Debt letters must be made less intimidating to avoid a rise in suicides as more people face financial difficulties due to the pandemic, an MP has warned.
Labour’s Jeff Smith (Manchester Withington) said there is a concern “millions more” will get into debt as a result of coronavirus and evidence suggests intimidating letters from a debt collector can lead somebody in financial hardship to suicide.
He said a change in law to “simplify the language” of such letters could “save lives”.
Commons Leader Jacob Rees-Mogg agreed that letters sent to individuals in financial trouble “ought not to be threatening”.
Mr Smith told MPs: “Every year in England over 100,000 people in problem debt attempt to take their own life.

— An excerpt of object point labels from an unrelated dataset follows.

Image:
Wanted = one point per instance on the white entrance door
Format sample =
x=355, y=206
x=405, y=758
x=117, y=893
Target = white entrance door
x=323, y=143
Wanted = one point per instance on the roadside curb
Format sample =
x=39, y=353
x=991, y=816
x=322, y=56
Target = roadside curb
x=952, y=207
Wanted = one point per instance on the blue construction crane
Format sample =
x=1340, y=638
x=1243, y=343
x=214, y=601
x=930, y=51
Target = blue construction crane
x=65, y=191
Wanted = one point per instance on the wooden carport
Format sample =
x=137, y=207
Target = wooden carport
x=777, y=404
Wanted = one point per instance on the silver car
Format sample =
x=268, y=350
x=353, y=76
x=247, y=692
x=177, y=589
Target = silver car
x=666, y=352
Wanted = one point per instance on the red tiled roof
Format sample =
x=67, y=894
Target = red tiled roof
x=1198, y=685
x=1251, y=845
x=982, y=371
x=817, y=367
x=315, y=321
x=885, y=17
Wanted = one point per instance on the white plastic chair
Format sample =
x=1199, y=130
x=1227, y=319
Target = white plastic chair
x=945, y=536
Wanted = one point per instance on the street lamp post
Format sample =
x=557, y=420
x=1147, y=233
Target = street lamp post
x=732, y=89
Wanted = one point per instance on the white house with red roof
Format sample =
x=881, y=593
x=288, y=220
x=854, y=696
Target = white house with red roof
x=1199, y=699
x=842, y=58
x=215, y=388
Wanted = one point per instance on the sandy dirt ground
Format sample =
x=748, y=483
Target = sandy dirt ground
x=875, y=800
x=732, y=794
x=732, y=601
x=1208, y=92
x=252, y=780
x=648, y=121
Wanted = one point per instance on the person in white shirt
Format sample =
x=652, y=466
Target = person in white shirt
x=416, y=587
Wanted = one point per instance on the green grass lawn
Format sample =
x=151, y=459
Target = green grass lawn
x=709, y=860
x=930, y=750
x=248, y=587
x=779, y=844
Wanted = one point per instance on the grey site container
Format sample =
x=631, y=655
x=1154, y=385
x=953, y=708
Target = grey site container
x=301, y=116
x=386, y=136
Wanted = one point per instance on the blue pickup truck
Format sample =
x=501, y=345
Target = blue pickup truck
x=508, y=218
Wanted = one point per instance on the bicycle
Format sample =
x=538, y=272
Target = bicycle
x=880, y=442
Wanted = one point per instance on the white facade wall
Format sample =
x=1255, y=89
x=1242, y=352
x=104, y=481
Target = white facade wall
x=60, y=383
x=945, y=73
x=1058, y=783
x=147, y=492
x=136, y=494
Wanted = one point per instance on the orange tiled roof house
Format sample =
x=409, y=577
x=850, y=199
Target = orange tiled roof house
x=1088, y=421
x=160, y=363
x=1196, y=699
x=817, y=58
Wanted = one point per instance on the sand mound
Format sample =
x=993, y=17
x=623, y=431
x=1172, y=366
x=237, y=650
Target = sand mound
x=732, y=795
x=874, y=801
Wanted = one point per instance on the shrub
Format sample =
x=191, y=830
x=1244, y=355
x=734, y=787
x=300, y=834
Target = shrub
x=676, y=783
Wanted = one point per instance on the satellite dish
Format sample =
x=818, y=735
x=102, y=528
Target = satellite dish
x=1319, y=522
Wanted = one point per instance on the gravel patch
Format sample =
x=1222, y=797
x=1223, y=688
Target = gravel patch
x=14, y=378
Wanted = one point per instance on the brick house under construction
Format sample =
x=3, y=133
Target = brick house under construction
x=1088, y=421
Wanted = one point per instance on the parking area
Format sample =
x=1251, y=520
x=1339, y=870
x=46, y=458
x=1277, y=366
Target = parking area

“Now we know it is complex and that there are a range of factors that can lead to somebody who is in debt becoming suicidal, but research shows that one key factor is the intimidating letters they receive from lenders.
“And it is a real concern that millions more are facing debt as a result of the crisis.
“So will the Leader of the House encourage the Chancellor to make a statement outlining how we make provisions for a small change to the rules contained in the Consumer Credit Act on the content of debt letters in order to simplify the language and signpost people to advice?
“I understand that it can be done quite simply by statutory instrument and it could save lives.”
Responding, Mr Rees-Mogg said: “I understand the point he is making about changing the wording.
“Letters sent out by debt collectors ought not to be threatening, that is quite clear.
“And I understand his point and I will pass it on to the Chancellor.”